Single-cell studies often show significant phenotypic variability due to the stochastic nature of intra-cellular biochemical reactions. When the numbers of molecules, e.g., transcription factors and regulatory enzymes, are in low abundance, fluctuations in biochemical activities become significant and such "noise" can propagate through regulatory cascades in terms of biochemical reaction networks. Here we develop an intuitive, yet fully quantitative method for analyzing how noise affects cellular phenotypes based on identifying a system's nonlinearities and noise propagations. We observe that such noise can simultaneously enhance sensitivities in one behavioral region while reducing sensitivities in another.
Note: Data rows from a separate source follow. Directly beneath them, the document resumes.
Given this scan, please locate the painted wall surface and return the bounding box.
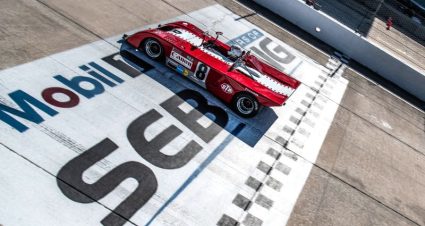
[255,0,425,101]
[0,5,347,226]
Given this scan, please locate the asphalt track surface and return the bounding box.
[0,1,425,226]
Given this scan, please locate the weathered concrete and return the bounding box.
[0,0,425,225]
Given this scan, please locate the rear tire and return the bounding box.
[139,38,164,61]
[232,93,260,118]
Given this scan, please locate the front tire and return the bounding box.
[233,93,260,118]
[142,38,164,61]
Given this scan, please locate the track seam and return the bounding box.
[0,143,137,225]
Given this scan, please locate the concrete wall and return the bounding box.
[255,0,425,101]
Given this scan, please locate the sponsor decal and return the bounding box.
[229,29,264,47]
[221,83,233,94]
[228,29,296,71]
[245,88,258,97]
[170,48,193,69]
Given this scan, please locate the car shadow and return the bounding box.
[119,40,278,147]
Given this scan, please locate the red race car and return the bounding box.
[123,21,300,117]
Employing this novel phenomenon we designed three biochemical signal processing modules: (a) A gene regulatory network that acts as a concentration detector with both enhanced amplitude and sensitivity. (b) A non-cooperative positive feedback system, with a graded dose-response in the deterministic case, that serves as a bistable switch due to noise-induced ultra-sensitivity. (c) A noise-induced linear amplifier for gene regulation that requires no feedback. The methods developed in the present work allow one to understand and engineer nonlinear biochemical signal processors based on fluctuation-induced phenotypes.

[1]  H. Qian Cooperativity in cellular biochemical processes: noise-enhanced sensitivity, fluctuating enzyme, bistability with nonlinear feedback, and other mechanisms for sigmoidal responses. , 2012, Annual review of biophysics.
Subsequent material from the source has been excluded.